Schmerz durchzog den Körper des Riesen, als eine Klinge ihn am unteren Bauch streifte. Fluchend sprang er wieder weg, näher an den Tempeleingang, wo der Chinese gerade einen weiteren Gegner entsorgte. Sigurd hatte keine Zeit sich dessen Schwertkampfkunst anzuschauen, sondern behielt ihn im Rücken – nun deckte einer den anderen.
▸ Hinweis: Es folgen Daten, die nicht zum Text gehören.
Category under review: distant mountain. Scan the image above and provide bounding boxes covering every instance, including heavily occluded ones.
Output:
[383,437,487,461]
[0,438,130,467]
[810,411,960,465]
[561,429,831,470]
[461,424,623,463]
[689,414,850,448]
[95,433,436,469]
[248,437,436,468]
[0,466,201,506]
Die Räuber völlig verunsichert von dem Geschehen, fingen an die Zahl der Leichen und Verletzten um sich zu bemerken – selbst am Fuß des Gebäudes lagen einige von ihnen, manche stöhnend, manche schweigend.
Sigurd fing an sich richtig gut zu fühlen, denn der Schmerz, der in letzter Zeit sein ständiger Begleiter gewesen war, war völlig verschwunden – er wusste zwar, dass er zurückkehren würde, aber das würde später ein Problem werden. Obendrein war er genau da wo er sein wollte: frei und im Kampf, für sich selbst und nicht irgendeinen verfluchten Meister. „Na, wer will noch?!“, schrie er die Räuber auf Latein laut an, wodurch sie zusammenzuckten, „Wer hat noch nicht, wer will noch mehr?! Kooooommmmmtttt!!!“, schrie er mit voller Kraft und mit einem teuflischen Grinsen auf seinem von trockenen Blut übersäten Gesicht.
"Sieh!", rief Raneb und zeigte auf das Dorf Sais vor ihnen. Aus ihm erschallte Geschrei und der Schein von Fackeln der sich durch die Straßen zog.
"Es hat schon begonnen.", bemerkte Titos nüchtern und trieb sein Pferd weiter an. Beide Pferde waren von dem schnellen Ritt erschöpft, dennoch waren sie zu spät. Die beiden Männer näherten sich eilig, aber vorsichtig den Dorf. In angemessener Entfernung stiegen sie ab und schlichen im Schatten der Nacht an das Dorf heran. Schließlich erreichten sie den Dorfrand, die Fackeln der Räuber erleuchteten die Häuser. Beide konnten mehrere Räuber erkennen, ein paar standen dort und leuchteten ihren Kameraden. Diese waren gerade damit beschäftig ein paar Dörfler zu fesseln, ein Mann lag schon bewusstlos auf dem Boden, während seine Familie, eine Frau und zwei Kinder schluchzend und weinend aus dem Haus gezerrt wurden. Einer der Räuber zog an dem Arm der Frau und drückte sie gegen die Häuserwand. Zusammen mit einem der Fackelträger, begann er an ihrem Kleid zu zerren. Sein Kamerad hielt die sich windende Frau fest und lächelte über deren Widerstand. Dann ging ein anderer Räuber dazwischen und legte ihm die Hand auf die Schulter. "Nicht jetzt.", bemerkte er trocken und zeigte auf ihre Pferde. "Später.", fügte er grinsend an und zeigte dabei die wenigen Zähne in seinem Mund.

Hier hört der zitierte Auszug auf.